I was worried about cases where a verb matches multiple commands with different implementations, but now that you got me thinking about it, I might have overlooked a better solution.

In the “travel” example, it makes total sense to let the game understand it as “go”. There’s no ambiguity to it. With “inspect”, however, I can imagine a conflict: let’s say “examine” does just what you’d expect, while “analyze” refers to a scientific process that consumes a limited resource. If the game guesses wrong when you “inspect the sandwich”, you could wind up wasting the last of your chemical test kit when you only intended to look at it.

But here’s what I just realized: we might be able to resolve that conflict automatically in most cases. Let’s say the game understands “burn”, “light”, and “ignite”, but they all resolve to the exact same action. If the game identifies all three as synonyms for “blaze”, it can parse each of them and compare the results. If they all point to the same action, the game can go ahead and execute it. Otherwise, prompt for clarification. Hopefully, that would be enough to make prompts the exception instead of the rule.

The dictionary database might be more useful as an author tool instead of pulling the synonyms dynamically while the player is typing the commands. In the end most games have a constant set of nouns and verbs, so the author could just go through the synonyms one by one and choose the ones that make most sense.

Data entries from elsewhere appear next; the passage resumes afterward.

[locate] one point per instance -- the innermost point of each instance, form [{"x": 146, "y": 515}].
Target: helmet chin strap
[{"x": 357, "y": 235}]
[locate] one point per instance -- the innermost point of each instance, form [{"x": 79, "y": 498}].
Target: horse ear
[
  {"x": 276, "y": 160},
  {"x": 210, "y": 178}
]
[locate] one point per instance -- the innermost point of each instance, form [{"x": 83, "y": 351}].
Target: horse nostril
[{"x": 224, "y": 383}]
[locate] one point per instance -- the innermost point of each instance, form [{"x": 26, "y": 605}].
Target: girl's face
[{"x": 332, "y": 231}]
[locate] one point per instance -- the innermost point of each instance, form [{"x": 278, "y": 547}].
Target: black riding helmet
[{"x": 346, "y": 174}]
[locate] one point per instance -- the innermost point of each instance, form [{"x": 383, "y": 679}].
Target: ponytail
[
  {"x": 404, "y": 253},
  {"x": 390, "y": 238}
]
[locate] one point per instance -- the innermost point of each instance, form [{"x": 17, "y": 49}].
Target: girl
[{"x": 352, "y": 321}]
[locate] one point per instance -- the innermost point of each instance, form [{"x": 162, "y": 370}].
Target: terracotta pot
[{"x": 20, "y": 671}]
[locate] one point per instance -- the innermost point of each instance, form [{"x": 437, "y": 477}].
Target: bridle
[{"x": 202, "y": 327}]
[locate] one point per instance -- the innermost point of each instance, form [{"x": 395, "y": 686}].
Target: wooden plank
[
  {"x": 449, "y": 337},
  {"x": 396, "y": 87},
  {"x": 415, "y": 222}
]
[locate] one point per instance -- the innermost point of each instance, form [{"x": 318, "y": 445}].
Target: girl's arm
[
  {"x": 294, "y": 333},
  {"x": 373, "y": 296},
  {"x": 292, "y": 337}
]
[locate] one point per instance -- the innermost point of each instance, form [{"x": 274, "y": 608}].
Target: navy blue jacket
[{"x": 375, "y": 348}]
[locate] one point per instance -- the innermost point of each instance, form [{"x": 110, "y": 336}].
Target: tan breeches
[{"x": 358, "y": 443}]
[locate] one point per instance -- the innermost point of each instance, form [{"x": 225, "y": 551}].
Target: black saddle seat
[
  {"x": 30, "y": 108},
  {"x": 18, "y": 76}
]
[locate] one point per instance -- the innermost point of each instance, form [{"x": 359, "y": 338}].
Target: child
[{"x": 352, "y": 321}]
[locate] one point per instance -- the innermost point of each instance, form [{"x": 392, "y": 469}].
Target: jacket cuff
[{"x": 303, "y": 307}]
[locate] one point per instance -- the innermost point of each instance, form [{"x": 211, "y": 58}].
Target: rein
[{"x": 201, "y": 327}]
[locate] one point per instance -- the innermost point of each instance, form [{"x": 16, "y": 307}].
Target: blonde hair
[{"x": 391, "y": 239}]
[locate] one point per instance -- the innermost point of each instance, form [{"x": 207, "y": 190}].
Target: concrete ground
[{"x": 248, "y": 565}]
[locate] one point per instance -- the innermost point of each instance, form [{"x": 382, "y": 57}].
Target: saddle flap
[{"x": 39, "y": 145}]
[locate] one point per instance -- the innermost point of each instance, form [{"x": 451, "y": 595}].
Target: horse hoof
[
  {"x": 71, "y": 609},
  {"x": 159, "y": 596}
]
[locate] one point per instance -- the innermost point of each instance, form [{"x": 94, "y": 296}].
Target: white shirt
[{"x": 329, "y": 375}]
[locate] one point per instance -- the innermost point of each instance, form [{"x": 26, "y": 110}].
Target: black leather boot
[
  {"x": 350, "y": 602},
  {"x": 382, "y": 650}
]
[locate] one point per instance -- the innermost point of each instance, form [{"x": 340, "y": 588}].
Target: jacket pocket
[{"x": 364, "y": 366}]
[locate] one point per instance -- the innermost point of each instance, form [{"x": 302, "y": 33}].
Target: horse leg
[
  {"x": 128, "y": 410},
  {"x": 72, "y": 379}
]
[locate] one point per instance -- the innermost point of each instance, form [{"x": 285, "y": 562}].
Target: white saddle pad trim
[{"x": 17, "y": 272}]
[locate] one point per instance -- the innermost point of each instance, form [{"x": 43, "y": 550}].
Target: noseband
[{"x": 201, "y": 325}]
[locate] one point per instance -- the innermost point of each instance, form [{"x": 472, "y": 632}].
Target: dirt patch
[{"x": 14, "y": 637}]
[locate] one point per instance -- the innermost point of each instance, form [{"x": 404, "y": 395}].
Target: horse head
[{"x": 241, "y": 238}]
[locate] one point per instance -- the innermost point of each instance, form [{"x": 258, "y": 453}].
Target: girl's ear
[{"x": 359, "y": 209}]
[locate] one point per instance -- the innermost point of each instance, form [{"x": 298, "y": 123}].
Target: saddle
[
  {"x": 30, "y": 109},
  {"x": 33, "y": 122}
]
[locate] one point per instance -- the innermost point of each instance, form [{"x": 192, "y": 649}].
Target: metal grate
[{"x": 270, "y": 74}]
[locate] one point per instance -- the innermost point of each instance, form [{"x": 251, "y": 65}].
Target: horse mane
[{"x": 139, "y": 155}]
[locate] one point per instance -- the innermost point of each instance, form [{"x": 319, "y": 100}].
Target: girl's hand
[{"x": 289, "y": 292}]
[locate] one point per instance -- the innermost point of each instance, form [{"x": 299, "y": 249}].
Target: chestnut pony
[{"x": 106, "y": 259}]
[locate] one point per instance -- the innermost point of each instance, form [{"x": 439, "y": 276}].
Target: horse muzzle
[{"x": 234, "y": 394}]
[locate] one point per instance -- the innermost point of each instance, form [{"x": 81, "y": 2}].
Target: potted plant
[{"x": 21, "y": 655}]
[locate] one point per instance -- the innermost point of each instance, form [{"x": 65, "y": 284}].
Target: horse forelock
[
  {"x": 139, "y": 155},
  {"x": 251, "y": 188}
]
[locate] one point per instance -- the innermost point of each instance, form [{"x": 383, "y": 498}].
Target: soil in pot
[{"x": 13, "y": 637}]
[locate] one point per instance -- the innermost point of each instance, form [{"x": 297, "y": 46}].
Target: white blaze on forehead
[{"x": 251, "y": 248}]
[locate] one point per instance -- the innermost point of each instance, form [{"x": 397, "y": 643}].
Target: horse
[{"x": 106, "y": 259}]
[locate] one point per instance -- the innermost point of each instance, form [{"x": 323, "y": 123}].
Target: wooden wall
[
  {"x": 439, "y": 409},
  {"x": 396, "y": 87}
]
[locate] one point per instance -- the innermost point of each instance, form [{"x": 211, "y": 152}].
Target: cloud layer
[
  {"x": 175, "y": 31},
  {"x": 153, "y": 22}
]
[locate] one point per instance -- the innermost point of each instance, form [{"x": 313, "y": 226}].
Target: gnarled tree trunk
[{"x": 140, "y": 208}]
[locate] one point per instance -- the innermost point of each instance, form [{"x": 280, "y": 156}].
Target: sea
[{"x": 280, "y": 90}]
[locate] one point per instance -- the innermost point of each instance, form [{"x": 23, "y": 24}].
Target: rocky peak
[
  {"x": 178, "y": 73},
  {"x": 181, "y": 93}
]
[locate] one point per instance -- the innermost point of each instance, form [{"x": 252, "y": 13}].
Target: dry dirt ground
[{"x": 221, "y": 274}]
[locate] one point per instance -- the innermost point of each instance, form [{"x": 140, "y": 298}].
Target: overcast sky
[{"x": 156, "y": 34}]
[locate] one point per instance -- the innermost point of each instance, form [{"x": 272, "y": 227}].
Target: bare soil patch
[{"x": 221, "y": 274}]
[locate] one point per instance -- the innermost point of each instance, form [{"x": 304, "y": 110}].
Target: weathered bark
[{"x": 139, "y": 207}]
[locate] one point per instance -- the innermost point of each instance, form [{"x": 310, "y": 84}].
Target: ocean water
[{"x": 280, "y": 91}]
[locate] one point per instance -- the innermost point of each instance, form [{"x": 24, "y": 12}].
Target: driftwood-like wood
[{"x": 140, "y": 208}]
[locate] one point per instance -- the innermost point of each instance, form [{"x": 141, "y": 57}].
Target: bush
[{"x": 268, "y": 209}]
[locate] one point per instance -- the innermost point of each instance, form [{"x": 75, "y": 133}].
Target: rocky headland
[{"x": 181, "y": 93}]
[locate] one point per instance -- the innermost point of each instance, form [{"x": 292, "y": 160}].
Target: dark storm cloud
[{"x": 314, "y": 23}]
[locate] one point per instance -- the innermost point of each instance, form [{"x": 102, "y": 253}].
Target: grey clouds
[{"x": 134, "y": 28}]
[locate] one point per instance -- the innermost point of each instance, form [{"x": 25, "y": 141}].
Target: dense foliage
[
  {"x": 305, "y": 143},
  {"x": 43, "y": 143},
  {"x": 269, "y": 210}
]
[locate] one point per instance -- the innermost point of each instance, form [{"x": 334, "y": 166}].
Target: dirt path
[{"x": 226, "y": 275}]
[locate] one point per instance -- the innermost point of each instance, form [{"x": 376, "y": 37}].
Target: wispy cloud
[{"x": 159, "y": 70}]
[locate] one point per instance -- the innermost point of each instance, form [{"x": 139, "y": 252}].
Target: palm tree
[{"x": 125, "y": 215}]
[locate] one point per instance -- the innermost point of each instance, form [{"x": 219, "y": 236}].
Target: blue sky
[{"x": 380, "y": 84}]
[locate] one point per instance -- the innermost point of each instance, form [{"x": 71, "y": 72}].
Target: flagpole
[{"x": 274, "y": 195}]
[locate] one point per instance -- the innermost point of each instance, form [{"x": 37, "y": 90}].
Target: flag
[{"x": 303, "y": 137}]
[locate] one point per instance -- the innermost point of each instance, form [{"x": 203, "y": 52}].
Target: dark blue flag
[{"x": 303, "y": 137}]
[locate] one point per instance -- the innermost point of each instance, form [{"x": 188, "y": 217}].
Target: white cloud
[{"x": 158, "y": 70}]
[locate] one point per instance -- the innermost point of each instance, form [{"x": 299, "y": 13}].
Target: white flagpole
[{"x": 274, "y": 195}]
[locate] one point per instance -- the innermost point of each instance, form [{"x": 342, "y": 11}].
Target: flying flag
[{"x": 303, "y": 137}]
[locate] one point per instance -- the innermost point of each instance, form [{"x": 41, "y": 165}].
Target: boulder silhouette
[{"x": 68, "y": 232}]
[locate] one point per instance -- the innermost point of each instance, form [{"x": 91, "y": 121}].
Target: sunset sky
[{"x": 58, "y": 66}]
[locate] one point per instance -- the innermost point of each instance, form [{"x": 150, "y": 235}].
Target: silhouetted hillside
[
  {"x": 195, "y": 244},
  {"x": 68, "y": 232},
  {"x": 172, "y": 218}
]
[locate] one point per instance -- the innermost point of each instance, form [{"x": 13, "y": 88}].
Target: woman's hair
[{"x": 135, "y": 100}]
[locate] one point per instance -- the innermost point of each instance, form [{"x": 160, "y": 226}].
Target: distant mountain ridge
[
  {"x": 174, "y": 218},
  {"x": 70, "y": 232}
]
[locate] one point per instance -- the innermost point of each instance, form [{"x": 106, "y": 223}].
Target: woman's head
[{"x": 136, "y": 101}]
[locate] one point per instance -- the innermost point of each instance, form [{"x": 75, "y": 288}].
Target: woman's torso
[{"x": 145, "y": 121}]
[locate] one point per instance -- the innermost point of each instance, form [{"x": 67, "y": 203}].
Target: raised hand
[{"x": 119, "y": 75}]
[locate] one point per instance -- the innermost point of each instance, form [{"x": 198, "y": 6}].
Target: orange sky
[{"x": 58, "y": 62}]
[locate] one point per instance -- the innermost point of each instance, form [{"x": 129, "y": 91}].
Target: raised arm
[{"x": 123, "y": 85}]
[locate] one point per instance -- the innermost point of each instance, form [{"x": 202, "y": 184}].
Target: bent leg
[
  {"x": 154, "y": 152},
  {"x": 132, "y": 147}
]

Yeah, I agree. My goal is to use it in a developer tool that suggests and/or generates code for synonyms. It’ll still require some user intervention so it only uses relevant definitions of a given word; e.g., in my initial experiment, the synonyms for “go” included “choke” and “kick the bucket”. I also don’t want to require the database and related libraries in distributed game files. The database itself is over 400 MB. Given that we’d only require a fraction of it for any game, it’s a lot more practical to compile the parts we want directly into the game’s native code.

I looked at this problem once upon a time, and WordNet in particular.

WordNet also lists hypernyms and hyponyms. (That’s superclass and subclass to us Object-Oriented programmers.) The hypernym of every verb is, eventually, “do” and for nouns is eventually “thing” (or whatever – I forget). There are(?) lots of “most derived subclass” word that have no hyponym; they’re at the base of the tree. Given such a pyramid of definitions (from hypernym root to hyponum leaf), some heuristics for auto-choosing definitions could be:

  1. if a word is pretty high up in the hypernym space, it’s probably such a broad, vague word that you wouldn’t want to trust it with much. But if a word is very low on that scale (i.e., it has no hyponyms), it’s safer.

  2. the longer the word, the less likely it is to have contradictory definitions (“OBLITERATE”). Short words in natural languages tend to get overloaded to the point that nearby prepositions change everything (TAKE vs. TAKE OFF)

  3. starting with the words which actually have meaning to the game, find the lowest common hypernym. That word maybe shouldn’t be used as a synonym for either command since it would always provoke a Which Did You Mean from the parser. But from one level down from that, and on down to the command, most everything is probably fair game, given the first 2 heuristics.

Just some ideas to get you thinking.

Cool, I didn’t know about hypernyms and hyponyms. Thanks for the ideas.